Here is a general way of getting a table with bytea
data from postgres into a similar Oracle table with a blob
.
It should be trivial to adapt my test to your real tables, and you should probably increase the size of the 'chunks' that I used to keep the output readable, from 20 to something more like the 2000 limit for string literals (4000/2 as each byte is 2 bytes hex).
1) postgres
testbed:
begin;
set role dba;
create role stack;
grant stack to dba;
create schema authorization stack;
set role stack;
--
create function random_bytea(p_length in integer)

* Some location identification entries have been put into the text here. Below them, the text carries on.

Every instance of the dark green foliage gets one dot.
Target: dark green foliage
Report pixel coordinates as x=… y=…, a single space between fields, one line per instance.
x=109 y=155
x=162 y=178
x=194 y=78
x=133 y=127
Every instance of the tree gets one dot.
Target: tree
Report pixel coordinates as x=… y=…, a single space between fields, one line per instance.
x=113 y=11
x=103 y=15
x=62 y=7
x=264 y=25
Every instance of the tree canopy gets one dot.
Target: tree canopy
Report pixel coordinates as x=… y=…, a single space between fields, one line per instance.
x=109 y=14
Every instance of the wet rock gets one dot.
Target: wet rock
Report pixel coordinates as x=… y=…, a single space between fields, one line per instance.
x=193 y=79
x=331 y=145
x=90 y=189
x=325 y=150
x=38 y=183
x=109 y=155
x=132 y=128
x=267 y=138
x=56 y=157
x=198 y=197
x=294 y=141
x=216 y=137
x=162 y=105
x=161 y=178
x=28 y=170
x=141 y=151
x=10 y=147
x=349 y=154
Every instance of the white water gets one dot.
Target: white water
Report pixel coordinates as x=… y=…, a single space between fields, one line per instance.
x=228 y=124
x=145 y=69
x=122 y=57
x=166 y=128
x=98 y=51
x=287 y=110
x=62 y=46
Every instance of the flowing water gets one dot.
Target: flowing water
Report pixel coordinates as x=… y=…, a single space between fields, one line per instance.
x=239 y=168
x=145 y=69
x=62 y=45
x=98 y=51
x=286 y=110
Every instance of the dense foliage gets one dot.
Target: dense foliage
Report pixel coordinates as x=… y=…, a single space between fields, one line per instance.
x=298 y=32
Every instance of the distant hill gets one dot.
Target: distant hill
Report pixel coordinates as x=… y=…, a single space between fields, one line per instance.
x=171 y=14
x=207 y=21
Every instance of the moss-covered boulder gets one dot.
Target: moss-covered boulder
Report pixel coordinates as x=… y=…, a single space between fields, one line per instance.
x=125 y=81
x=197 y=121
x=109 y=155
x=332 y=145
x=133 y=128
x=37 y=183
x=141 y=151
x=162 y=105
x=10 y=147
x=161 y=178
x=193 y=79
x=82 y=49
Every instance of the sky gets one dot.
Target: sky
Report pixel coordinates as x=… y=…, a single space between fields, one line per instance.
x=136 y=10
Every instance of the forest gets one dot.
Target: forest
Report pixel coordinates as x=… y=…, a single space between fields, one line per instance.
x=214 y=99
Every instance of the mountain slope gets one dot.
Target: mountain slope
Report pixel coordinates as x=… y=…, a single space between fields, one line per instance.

returns bytea language plpgsql set search_path to 'stack' as $$
declare
o bytea := '';
begin
for i in 1..p_length loop
o := o||decode(lpad(to_hex(width_bucket(random(), 0, 1, 256)-1),2,'0'), 'hex');
end loop;
return o;
end;$$;
--
create function bytea_to_oracle_sql(p_id in integer, p_data in bytea)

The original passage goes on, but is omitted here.